The Left's Election Engineering Falls Apart
For years, Democrats have been pushing ranked-choice voting as some kind of democratic innovation, but patriots know the real game. It's another tool in the left's election engineering toolkit, designed to muddy the waters and potentially change outcomes through mathematical manipulation rather than clear voter preference.
Now Maine's top law enforcement official – a Democrat, no less – has essentially admitted that expanding this system runs afoul of the state's founding document. The irony is thicker than New England clam chowder.
"This case perfectly illustrates why we need to get back to constitutional principles and stop letting politicians tinker with our election systems," one Maine conservative activist told reporters.
The filing comes as President Trump's administration continues its mission to restore election integrity nationwide, making this admission all the more timely.
Constitutional Principles Win Again
This isn't just about Maine – it's about the broader principle that our elections should follow the Constitution, not the latest progressive fad. While Democrats across the country have been pushing ranked-choice voting as their silver bullet, constitutional reality keeps getting in the way.

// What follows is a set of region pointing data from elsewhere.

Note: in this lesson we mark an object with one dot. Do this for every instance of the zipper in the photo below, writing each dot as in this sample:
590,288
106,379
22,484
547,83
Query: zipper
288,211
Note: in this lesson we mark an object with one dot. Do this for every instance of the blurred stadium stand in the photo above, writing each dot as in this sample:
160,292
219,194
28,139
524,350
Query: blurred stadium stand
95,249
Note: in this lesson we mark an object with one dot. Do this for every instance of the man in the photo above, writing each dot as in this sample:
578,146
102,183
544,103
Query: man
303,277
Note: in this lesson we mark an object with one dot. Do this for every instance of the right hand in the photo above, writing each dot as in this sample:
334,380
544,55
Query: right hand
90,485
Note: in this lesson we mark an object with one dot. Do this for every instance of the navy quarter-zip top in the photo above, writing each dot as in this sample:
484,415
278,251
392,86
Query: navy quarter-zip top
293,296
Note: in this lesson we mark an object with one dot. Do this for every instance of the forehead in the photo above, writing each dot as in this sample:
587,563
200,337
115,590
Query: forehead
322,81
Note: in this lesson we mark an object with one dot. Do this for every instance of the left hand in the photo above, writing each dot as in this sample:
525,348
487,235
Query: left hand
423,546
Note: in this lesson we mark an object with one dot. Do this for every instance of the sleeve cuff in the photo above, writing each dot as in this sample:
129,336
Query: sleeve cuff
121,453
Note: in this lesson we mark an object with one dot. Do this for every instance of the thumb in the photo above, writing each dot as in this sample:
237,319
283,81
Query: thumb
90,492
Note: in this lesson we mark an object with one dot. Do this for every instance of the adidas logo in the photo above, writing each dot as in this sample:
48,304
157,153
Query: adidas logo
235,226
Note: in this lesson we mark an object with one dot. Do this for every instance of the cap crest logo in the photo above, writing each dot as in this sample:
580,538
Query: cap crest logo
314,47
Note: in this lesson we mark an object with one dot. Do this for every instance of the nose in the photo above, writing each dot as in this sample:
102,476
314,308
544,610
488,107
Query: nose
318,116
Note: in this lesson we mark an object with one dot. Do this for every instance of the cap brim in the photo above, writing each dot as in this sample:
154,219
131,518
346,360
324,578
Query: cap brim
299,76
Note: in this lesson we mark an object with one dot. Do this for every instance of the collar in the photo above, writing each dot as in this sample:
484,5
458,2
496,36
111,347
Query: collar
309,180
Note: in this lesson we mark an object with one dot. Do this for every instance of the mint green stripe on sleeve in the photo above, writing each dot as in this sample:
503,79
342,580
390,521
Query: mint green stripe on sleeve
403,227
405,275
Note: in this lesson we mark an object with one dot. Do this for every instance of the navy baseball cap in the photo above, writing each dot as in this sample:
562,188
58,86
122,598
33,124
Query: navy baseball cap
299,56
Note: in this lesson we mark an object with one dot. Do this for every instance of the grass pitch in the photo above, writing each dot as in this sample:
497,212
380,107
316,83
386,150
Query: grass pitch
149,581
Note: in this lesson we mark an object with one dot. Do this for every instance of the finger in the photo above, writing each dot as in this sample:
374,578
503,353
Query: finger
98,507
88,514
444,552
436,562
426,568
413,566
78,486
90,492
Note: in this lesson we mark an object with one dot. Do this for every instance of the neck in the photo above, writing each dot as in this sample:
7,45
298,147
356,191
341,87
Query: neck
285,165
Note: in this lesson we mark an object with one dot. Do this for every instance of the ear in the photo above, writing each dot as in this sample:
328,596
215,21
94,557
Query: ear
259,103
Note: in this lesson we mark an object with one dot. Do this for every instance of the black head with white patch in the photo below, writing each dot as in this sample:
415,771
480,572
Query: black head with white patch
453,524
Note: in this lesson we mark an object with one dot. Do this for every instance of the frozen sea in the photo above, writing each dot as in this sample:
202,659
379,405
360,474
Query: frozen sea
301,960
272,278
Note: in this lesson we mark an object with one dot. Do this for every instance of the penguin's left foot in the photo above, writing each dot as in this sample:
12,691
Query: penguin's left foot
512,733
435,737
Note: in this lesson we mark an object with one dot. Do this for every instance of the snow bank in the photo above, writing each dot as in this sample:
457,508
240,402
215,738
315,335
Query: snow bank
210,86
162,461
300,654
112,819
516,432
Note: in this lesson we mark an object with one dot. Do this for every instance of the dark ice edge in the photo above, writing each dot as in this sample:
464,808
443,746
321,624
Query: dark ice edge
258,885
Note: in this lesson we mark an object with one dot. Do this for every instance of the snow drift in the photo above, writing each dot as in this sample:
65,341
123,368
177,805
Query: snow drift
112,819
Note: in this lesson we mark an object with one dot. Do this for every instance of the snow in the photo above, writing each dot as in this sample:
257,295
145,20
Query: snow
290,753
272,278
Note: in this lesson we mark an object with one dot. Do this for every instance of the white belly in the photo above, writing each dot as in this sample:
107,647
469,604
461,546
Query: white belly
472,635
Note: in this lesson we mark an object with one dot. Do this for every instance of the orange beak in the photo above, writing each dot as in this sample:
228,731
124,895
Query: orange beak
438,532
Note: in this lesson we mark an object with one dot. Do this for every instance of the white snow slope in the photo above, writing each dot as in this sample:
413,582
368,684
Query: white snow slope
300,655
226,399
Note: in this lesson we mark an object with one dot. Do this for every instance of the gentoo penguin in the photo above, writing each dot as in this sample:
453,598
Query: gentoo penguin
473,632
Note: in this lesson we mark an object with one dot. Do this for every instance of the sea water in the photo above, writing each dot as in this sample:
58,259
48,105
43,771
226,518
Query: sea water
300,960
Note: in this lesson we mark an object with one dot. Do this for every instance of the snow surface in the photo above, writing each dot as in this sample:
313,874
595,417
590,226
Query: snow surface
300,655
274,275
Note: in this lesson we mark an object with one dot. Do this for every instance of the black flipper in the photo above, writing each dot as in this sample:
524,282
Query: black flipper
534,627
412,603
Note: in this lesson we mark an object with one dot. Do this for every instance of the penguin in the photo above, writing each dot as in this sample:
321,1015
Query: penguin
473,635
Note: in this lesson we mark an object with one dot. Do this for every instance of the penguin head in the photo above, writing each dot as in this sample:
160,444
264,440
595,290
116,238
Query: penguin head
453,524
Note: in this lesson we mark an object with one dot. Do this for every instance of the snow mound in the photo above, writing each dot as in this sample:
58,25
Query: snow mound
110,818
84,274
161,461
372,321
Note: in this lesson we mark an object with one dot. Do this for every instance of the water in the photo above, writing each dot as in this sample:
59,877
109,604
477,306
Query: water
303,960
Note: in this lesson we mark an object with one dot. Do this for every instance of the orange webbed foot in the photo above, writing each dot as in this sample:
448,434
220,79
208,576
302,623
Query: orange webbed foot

The question now is: will other states take note of Maine's constitutional crisis and pump the brakes on their own ranked-choice schemes? Or will they continue down this legally dubious path until their own attorneys general have to admit the obvious?
Patriots in Maine and across America deserve election systems that are simple, transparent, and most importantly, constitutional. This admission from Frey proves what we've known all along – when Democrats have to choose between their political schemes and the Constitution, at least some still remember which one is supposed to win.